The deal is designed as something of a diplomatic Rorschach test that allows everyone involved to see what they want in it. This was in evidence on Monday night when Trump and Egyptian President Abdel Fattah el-Sisi seemed to disagree about whether the plan calls for a two-state solution. (It does, but only briefly and in general terms.)

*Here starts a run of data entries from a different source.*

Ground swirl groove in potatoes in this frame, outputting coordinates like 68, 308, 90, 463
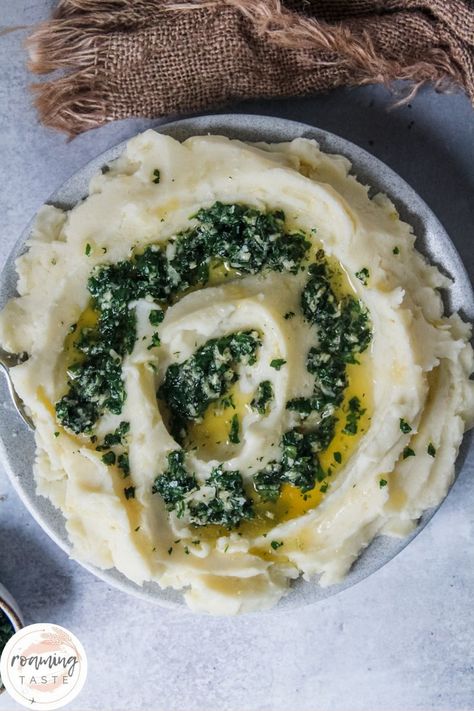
0, 131, 473, 614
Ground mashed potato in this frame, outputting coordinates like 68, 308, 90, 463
0, 131, 474, 614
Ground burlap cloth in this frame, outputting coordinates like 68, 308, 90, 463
28, 0, 474, 136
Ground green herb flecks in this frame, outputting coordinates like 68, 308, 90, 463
250, 380, 273, 415
254, 429, 325, 501
153, 450, 254, 528
158, 331, 260, 438
342, 397, 365, 435
148, 309, 165, 326
270, 358, 286, 370
152, 449, 198, 516
229, 414, 240, 444
355, 267, 370, 286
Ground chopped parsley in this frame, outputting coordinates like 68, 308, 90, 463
270, 358, 286, 370
148, 309, 165, 326
152, 449, 198, 517
250, 380, 273, 415
400, 417, 412, 434
101, 420, 130, 450
102, 451, 116, 466
117, 452, 130, 479
147, 331, 161, 351
342, 396, 365, 435
229, 414, 240, 444
158, 331, 260, 438
56, 200, 310, 434
254, 429, 325, 501
153, 450, 254, 528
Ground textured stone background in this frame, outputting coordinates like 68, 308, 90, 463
0, 0, 474, 711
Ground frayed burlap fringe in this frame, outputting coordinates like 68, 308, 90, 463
27, 0, 474, 136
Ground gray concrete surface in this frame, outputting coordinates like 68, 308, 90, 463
0, 0, 474, 711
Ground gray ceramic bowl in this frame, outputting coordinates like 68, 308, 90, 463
0, 583, 23, 694
0, 114, 474, 610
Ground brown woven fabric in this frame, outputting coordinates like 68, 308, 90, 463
28, 0, 474, 136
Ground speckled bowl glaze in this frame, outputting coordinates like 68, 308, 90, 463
0, 114, 474, 611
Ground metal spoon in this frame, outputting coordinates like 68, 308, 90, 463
0, 348, 35, 430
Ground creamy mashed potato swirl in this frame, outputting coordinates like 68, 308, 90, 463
0, 131, 474, 614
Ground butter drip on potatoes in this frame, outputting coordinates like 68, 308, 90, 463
0, 131, 474, 614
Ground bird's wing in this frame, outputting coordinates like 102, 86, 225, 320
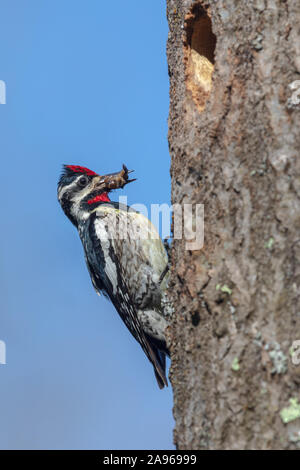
81, 213, 168, 388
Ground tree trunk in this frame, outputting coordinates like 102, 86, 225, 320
167, 0, 300, 449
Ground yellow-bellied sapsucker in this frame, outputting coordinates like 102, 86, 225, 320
57, 165, 169, 388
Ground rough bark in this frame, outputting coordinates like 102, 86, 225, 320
167, 0, 300, 449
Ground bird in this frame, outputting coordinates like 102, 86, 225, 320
57, 164, 169, 389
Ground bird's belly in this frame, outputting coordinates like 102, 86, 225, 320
137, 310, 168, 342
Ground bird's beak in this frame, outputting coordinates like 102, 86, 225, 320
97, 165, 136, 191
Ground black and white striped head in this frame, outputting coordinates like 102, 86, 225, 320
57, 165, 135, 227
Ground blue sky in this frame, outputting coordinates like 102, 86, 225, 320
0, 0, 173, 449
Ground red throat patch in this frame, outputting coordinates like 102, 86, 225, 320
88, 193, 110, 204
66, 165, 97, 176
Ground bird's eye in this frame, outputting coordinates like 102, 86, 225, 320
78, 176, 89, 188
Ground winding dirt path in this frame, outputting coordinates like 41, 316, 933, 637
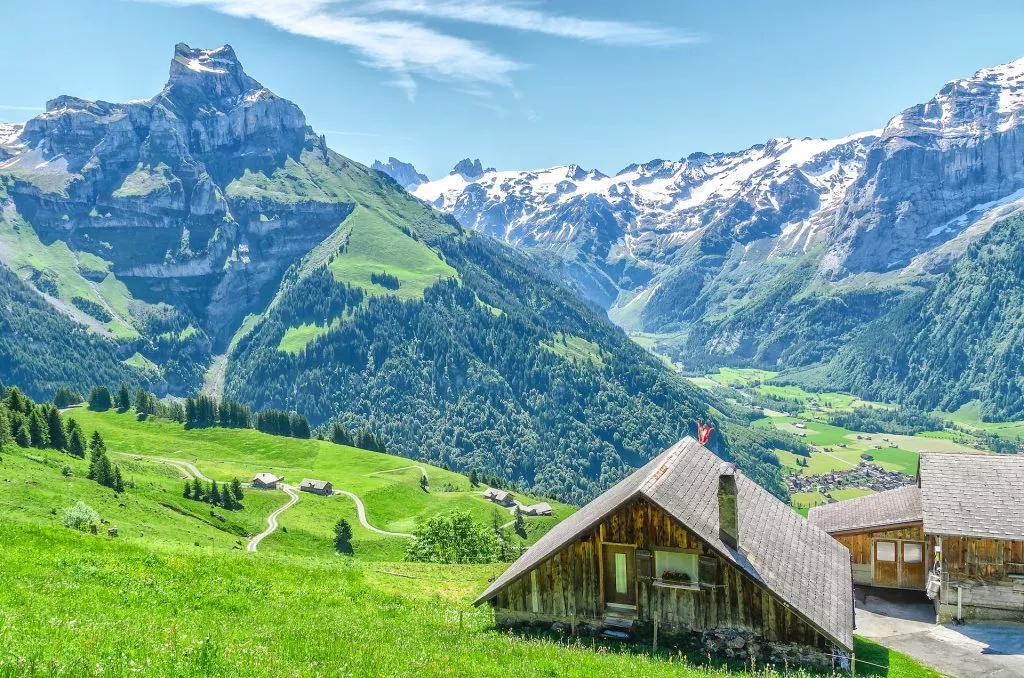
334, 490, 416, 539
246, 484, 299, 553
114, 452, 213, 482
367, 464, 430, 480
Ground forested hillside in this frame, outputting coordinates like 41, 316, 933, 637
828, 217, 1024, 420
0, 265, 144, 400
0, 44, 785, 501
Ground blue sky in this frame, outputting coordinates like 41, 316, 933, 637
6, 0, 1024, 177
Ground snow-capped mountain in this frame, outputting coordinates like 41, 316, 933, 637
403, 53, 1024, 374
414, 132, 877, 305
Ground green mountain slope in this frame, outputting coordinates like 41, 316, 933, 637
828, 217, 1024, 420
0, 45, 784, 500
0, 266, 145, 397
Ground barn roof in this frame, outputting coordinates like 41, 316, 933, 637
807, 484, 922, 534
919, 453, 1024, 540
475, 437, 853, 649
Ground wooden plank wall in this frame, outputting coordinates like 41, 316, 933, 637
833, 524, 931, 565
497, 500, 830, 649
942, 537, 1024, 581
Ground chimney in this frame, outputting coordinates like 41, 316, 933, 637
718, 462, 739, 549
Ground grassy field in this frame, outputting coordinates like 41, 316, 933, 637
932, 400, 1024, 438
0, 410, 934, 678
0, 524, 937, 678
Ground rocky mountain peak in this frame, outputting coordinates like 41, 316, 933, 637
371, 156, 430, 190
167, 42, 263, 99
452, 158, 483, 181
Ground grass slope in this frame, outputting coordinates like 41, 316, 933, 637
0, 410, 937, 678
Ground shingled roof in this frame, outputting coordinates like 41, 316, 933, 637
920, 453, 1024, 541
475, 437, 853, 649
807, 484, 922, 534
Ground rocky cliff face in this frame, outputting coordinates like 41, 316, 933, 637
415, 133, 874, 307
0, 44, 351, 356
415, 53, 1024, 378
822, 59, 1024, 276
370, 158, 430, 192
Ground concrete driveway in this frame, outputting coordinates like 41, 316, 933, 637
854, 587, 1024, 678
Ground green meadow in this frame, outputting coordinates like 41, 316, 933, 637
0, 409, 935, 677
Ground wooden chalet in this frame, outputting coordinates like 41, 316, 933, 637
808, 453, 1024, 623
476, 437, 854, 668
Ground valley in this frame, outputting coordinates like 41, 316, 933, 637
0, 399, 935, 678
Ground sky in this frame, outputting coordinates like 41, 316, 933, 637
0, 0, 1024, 178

In the short term, none of this is a bad thing. If the negotiators had insisted on hashing out a detailed and binding road map for Gaza’s political future before the deal went into effect, the IDF would likely be fighting street-by-street through Gaza City right now and the hostages would still be in captivity, as would the nearly 2,000 Palestinian detainees who were also released on Monday. 

The agreement stopped the carnage, and it could also be an opening for a political process that leads to a better future for Gaza and the region — or at least a less grim present. But as the events of this week are already showing, it’s an opening that could close quickly.  

Will the peace last this time?

It’s worth remembering that we’ve been here before — and quite recently. A ceasefire deal, negotiated in the waning days of the Biden administration, was still in effect when Trump took office. (Trump and his envoy Steve Witkoff were involved in the talks that led to that ceasefire.) That deal was split into three phases. The first, binding phase, involved a pause in the fighting and the release of some of the Israeli hostages in exchange for Palestinian prisoners. Phase two, in which the two sides were supposed to begin negotiations for a full end to the war, the release of the remaining hostages, and the future governance of Gaza, never happened. Frustrated with the lack of progress on hostage releases, Israel resumed airstrikes in Gaza in March, and halted food aid into the territory, with Trump’s full support. (At the time, Trump has still in thrall to the idea of “cleaning out” Gaza and turning it into a holiday resort, which probably didn’t help matters.)

This time is different, mainly because the last of the hostages have been released. (Hamas leaders had reportedly begun to see them more as a liability — giving Israel a pretext to keep fighting — than as a useful bargaining chip.) But if Hamas fighters are still armed and in control of much of Gaza, and if IDF troops are still present within the territory, it’s not difficult to imagine a range of scenarios that could lead to the war resuming. 

Give Trump his due: Over the past few weeks, he has shown that his willingness to put real pressure on Netanyahu and to leverage his close relationships in the Gulf can produce results in the Middle East much more quickly than many experts and peace process veterans thought possible. (Whether he could have achieved it much sooner is another question.) But keeping the deal from falling apart, much less delivering the “new dawn for the Middle East,” may require him to remain as involved and willing to apply that pressure as he has been for the past few weeks. 

The provision in the deal that names Trump and the chair of the “board of peace” supervising Gaza’s governance may be intended as a way to keep him engaged. Others hope his pining for the still elusive Nobel Peace Prize may focus his attention.

Trump is never shy about declaring victory regardless of the facts. He now claims to have ended eight wars — several of which involved countries that were not actually at war.  

In Gaza, that tendency of his was an asset. A more fact-based and pragmatic approach would probably not have gotten this deal done. But keeping the peace, and preventing more bloodshed in Gaza, may now depend on Trump being able to continue working focus his attention on a problem even after he’s already gotten credit for fixing it.